Now a tropical depression, Ivan is producing heavy rain in Texas.


Camp Noah kids play a game.
Credit: Disaster News Network

Tropical Storm Ivan marched across the western Louisiana coast Thursday night near Cameron bringing heavy rains and gusty winds. It was the second time in a week that Ivan had brought misery to the Gulf Coast.

By Friday morning, downgraded by the National Hurricane Center to a tropical depression, Ivan was slowly passing over Port Arthur, TX, and had become largely a major rain event.

Just a week after plowing through the Florida Panhandle, spawning tornadoes from Florida to Pennsylvania and flooding as far north as upper New York State, Ivan's remnants returned to the Gulf of Mexico and organized into a tropical storm.

In an unusual twist of this active hurricane season, the National Hurricane Center said Thursday evening, Ivan was expected to largely disappear this weekend. However, one model suggested the remmants could end up in the Gulf of Mexico once again, but were not expected to reform a third time.

In 2001, Tropical Storm Allison stalled after crossing the Texas coast near Houston and rainful totalled as much as 3-feet.
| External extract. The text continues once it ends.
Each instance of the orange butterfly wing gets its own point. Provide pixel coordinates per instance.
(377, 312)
The area's worst natural disaster in history, flooding from Allison left 22 people dead, destroyed 3,600 homes and damaged another 48,000.

"I think anyone who went through Allison would be concerned about this," said Jean Peercy, construction coordinator for Lutheran Disaster Response in Palacios, TX. "Although, most people don't realize it, a tropical storm can do as much or more damage than a hurricane."

Peercy said she was worried about Ivan's second coming to the Louisiana coast, largely because 1,400 residents of that state have already registered for help following last week's storms.

While western Gulf Coast cities like Houston and Galveston, deal with the rains spawned by Ivan, residents of Florida still cleaning up after Ivan's deadly march through the Panhandle just last week are warily watching Hurricane Jeanne move toward the southeastern U.S. coast.

Forecasters are also tracking two other named storms in the Atlantic. Hurricane Karl is racing north through the north central Atlantic Ocean and is expected only to interrupt oceanic shipping channels.

Tropical Depression Lisa was nearly stationary as it merged with another tropical depression and was reorganizing Friday morning. Lisa is expected to begin a slow westward movement in the next 24 hours.